Après Faure dont un ensemble de qualités de premier ordre ont fait, depuis longtemps, le premier artiste lyrique de l'Europe, s'il est un autre maître-chanteur, vraiment digne de porter ce nom, c'est assurément Bouhy.

S'il n'a pas encore acquis les moyens dramatiques du célèbre baryton, si, pris dans son ensemble, son talent n'a point, pour l'instant, la même envergure, cela peut bien n'être qu'une question de temps, car, comme chanteur proprement dit, Bouhy est aujourd'hui bien près de la perfection.

Sa voix de basse chantante est large, vibrante, d'un timbre caressant, d'une souplesse sans égale. Il la dirige avec un art admirable ; il a le style, le goût et le sentiment de la couleur.

Né à Verviers [en réalité à Pepinster] (Belgique), Bouhy a fait ses premières études musicales au Conservatoire de musique de Liège, sous la direction d'un excellent professeur, M. Léonard Terry.

Après avoir remporté à cette école le premier prix de chant, il vint au Conservatoire de Paris, où il entra dans la classe de M. Masset, un de ses compatriotes.

Ses succès furent immédiats.
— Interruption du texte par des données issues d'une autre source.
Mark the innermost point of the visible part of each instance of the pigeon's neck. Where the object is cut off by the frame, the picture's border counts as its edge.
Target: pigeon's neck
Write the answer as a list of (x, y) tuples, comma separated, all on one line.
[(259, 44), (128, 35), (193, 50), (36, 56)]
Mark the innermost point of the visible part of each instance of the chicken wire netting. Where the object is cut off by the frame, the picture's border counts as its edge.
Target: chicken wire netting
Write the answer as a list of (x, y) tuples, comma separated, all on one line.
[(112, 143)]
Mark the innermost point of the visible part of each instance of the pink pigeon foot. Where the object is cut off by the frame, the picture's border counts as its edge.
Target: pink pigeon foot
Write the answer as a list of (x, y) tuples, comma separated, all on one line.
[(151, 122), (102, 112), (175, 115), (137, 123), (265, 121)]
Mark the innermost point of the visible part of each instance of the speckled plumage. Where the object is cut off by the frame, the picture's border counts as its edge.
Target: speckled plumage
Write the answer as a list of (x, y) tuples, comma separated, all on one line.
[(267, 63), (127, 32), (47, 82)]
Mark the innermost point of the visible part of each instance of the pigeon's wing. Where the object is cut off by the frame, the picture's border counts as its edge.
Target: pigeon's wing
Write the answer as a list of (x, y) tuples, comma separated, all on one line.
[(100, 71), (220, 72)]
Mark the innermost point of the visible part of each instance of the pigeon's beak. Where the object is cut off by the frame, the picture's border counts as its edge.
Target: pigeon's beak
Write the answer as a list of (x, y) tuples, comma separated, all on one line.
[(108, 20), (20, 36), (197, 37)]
Dès la première année, il arrivait premier dans toutes ses classes et obtenait aux concours généraux des 22, 24 et 26 juillet 1869 : 1° le premier prix de chant à l'unanimité (classe de Masset) ; 2° le second prix d'opéra-comique (classe de Mocker), il n'y eut pas cette année-là de premier prix ; 3° le premier prix d'opéra (classe de Duvernoy).

M. Perrin l'engagea sans hésitation, mais ses débuts à l'Académie de musique furent retardés par les plus tristes événements : la guerre et la Commune les reculèrent pendant près de deux années.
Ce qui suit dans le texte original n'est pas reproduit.